When my narcissist, Julia, and I first started seeing each other, she told me about how, when you genuinely love someone, you’d do anything for them, trusting them implicitly, beyond reproach.  She then regaled me with a “Russian” tale where a man was so in love with a girl that, even though he knew the “gift” she held in the palm of her hand would kill him, he nonetheless loved and trusted her to the point that he’d willingly eat it, saying, “I would take poison from your hand.”  How many times did we freely take poison from our narcissist’s hand, trusting that what s/he offered wasn’t, in fact, the emotional death we knew it to be?

The story Julia referred to is actually a British story by author Marie Corelli, entitled The Sorrows of Satan published in 1895.  It’s a Faustian tale about a man, Geoffery Tempest, who is completely and utterly derelict – penniless and quite literally starving to death, living in a small hovel whose rent he can’t pay, warming himself by only a small oil lamp during one of the coldest winters in history.  In a nutshell, on an eve when it appears all hope is lost, Geoffrey comes into a small fortune.  He is then introduced, in a roundabout way, to the Dark Lord, himself – Satan, Lucifer, Beelzebub, the Devil…you get the idea – by an old college friend.  Satan presents himself as a wealthy man, Lucio, with more money than he knows what to do.  Lucio seeks to advise Geoffrey on how to spend his newly acquired wealth.  Interestingly, in this story, the Devil is actually the one true believer of the Christian Gospel;  however, because of his outcast state from the Kingdom of Heaven, he is forever forbidden to experience or savor any of its rewards.  It’s truly a fascinating story and one I would highly recommend.

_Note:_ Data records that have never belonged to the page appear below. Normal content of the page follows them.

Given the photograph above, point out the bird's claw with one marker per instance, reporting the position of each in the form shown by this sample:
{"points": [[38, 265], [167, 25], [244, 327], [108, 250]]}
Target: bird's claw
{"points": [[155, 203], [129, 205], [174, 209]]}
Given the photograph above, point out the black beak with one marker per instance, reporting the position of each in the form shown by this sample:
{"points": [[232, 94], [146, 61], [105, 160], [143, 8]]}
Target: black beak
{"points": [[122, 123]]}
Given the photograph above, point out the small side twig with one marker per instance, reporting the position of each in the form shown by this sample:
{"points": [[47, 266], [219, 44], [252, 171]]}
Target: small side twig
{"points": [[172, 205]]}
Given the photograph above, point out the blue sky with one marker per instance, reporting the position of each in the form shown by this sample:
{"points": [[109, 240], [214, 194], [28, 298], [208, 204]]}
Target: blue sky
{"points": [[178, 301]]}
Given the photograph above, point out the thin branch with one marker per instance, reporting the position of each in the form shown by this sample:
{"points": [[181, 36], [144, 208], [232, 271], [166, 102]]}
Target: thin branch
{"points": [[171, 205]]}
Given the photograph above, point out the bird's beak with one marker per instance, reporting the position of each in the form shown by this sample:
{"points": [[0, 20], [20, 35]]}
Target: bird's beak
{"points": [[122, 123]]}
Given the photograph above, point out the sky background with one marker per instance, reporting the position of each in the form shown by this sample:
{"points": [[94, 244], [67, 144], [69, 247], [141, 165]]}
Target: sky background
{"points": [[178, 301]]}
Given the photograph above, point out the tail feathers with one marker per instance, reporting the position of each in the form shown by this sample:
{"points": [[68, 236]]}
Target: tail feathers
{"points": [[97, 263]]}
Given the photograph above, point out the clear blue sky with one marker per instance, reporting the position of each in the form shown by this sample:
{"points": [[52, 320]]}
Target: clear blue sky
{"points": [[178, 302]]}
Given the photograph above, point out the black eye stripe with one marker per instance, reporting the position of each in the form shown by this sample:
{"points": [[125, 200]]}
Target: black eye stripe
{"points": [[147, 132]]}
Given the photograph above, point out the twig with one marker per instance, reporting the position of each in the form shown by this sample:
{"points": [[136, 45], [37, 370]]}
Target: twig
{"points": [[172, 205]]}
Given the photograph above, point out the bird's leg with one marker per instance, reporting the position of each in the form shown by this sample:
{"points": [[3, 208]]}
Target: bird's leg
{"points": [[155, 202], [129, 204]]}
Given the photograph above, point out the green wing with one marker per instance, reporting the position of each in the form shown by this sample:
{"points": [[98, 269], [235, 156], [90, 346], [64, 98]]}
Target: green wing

In so many ways I came to identify with the main character and the storyline in that, before I met my narcissist, I had only ever witnessed in others, or read about, a once-in-a-lifetime love.  I never knew what it was to truly and unconditionally love another (adult) person – I was a pauper, so to speak;  however, when my narcissist and I met and she began the love bombing phase, it was only then that I began to grasp how empowering, while at the same time humbling, it was to genuinely feel an unending and unconditional love for someone other than my son.  And, just as Geoffery Tempest was oblivious to his companion’s true identity and agenda as the story progressed, so was I completely unaware of the fact that my “companion” was, in a similar fashion, leading me down a very dark and destructive road from which damnation was the destination.

In the end, much like Geoffrey Tempest who renounces evil and goes back to a life of poverty and pauperdom, but with the knowledge that he can at least live his remaining days with a cleansed soul, I finally saw how completely destructive my companion, my narcissist, was to my person: my mental and physical health, my psyche, my well-being – to me – and I was faced with the decision to either continue living in a dejected state of denial and faux bliss with a toxic and destructive presence (my narcissist), or leave her and the ever-exhaustingly strained relationship behind, knowing that no amount of joy with her was ever going to lead to any true sense of inner peace or contentedness.